Introduction

Prostate cancer (PCa) ranks as the second most frequent and the fifth leading cause of cancer death among men [1]. In 2020, almost 1.4 million new cases were diagnosed worldwide, and 375 000 deaths were reported due to PCa. Although this malignancy is diagnosed in 15–20% of men, the lifetime risk of death is significantly lower (3%) [2]. For patients presenting with slow growing PCa, defined according to the European Association of Urology (EAU) guidelines as clinically insignificant cancer (insPCa: Gleason score, GS < 7 and PSA < 10 ng/ml and max 2 cores) [3], immediate treatment is not recommended, rather management by active surveillance (AS) including re-biopsies in certain time frames [3].

Screening for PCa is currently based on serum prostate-specific antigen (PSA) testing and digital rectal examination (DRE). However, multiple factors not related to prostate malignancy may affect the level of serum PSA [4]; thus, less than half of patients with elevated PSA are consequently confirmed with PCa [5]. Therefore, intensive PSA screening has led to the identification of numerous insPCa often associated with overtreatment. Definitive diagnosis of PCa is based on the histopathological confirmation of PCa in biopsy cores, following a positive result of DRE and/or high PSA levels [3]. Until recently, the procedure was guided only by transrectal ultrasound (TRUS) [6]. In an effort to improve the accuracy for PCa detection, multiparametric magnetic resonance imaging (mpMRI) has been recently adopted, resulting in good sensitivity for detecting GS ≥ 3 + 4 (sensitivity of 91%, specificity of 37%) [7]. Nevertheless, mpMRI is less sensitive for GS < 3 + 4 (sensitivity of 70%, specificity of 27%) [7]. Moreover, while mpMRI is beneficial particularly for guiding repeated biopsy [8], inter-reader variability among radiologists as well as the limited capacity to perform a high number of MRI-guided procedures remain significant challenges [9].

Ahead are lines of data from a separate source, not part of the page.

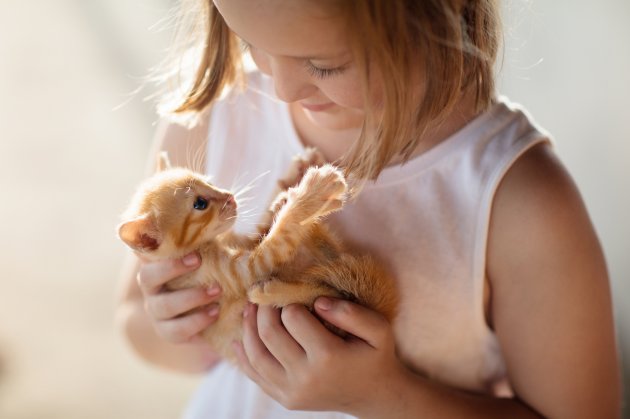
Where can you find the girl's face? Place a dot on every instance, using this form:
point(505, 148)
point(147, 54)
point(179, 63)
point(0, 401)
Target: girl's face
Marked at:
point(306, 52)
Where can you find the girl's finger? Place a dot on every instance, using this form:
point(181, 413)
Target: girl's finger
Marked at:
point(184, 329)
point(167, 305)
point(275, 337)
point(308, 332)
point(257, 353)
point(247, 368)
point(362, 322)
point(153, 275)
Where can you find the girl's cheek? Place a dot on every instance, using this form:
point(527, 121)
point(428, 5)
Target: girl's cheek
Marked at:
point(261, 61)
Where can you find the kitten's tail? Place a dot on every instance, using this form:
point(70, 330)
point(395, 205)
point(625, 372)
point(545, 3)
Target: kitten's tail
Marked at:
point(362, 280)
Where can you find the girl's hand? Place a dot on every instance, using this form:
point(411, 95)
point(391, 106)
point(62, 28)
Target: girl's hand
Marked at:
point(302, 365)
point(177, 316)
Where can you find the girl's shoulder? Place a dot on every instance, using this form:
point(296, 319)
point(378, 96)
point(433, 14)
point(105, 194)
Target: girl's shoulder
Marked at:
point(548, 283)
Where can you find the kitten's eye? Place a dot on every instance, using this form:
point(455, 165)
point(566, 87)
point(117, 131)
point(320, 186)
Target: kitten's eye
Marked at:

High-throughput -omics technologies allow for simultaneous acquisition of thousands of features and a better definition of molecular pathophysiology in cancer [10]. In the context of PCa, various candidate biomarkers have been described [11] with single biomarkers frequently lacking diagnostic accuracy for routine clinical application [12]. In this context, high-resolution urinary proteomics profiles from > 800 patients had been previously acquired by capillary electrophoresis coupled to mass spectrometry (CE–MS). Subsequently, proteomics patterns that were developed using machine learning algorithms in a form of a 19-biomarker model (19-BM) were developed to discriminate csPCa (GS ≥ 7) from slow-progressing PCa in patients with low PSA levels (< 15 ng/ml) [13]. Based on the previously published data [13], the 19-BM resulted in a 90% sensitivity and 59% specificity with an AUC of 0.81, outperforming PSA (AUCPSA: 0.58) and the ERSPC-3/4 risk calculator (AUCERSPC: 0.69). Moreover, based on a first investigation, integration of the CE–MS biomarkers with other variables such as PSA and age showed an increased performance (AUC: 0.83), demonstrating a level of complementarity between the tests. Considering this evidence, in this study, the aim was to validate the previously established CE–MS-based 19-BM, and additionally investigate whether integrative models can lead to improved non-invasive and more accurate discrimination between insPCa and csPCa.

Materials and methods

This study was performed according to the REMARK Reporting Recommendations [14] and the recommendations for biomarker identification and reporting in clinical proteomics [15], including 148 patients who underwent a transrectal ultrasound (TRUS)-guided prostate biopsy based on suspicion for PCa [16] at the Department of Urology of Medical University of Innsbruck, between 2005 and 2012. Sample collection and processing were approved by the local Ethics Committee at Innsbruck Medical University (reference number: 11438/2017) and informed consent was obtained from all participants. Of the 148 patients for whom biopsy results confirmed presence of adenocarcinoma of prostate, one patient was excluded as the PSA measurement was missing. A schematic representation of the study design is presented in Supplementary Figure. D'Amico classification utilizing Gleason Score (GS), PSA criteria [3, 17] and T-stage were applied to classify the PCa patients into risk groups (low, intermediate and high).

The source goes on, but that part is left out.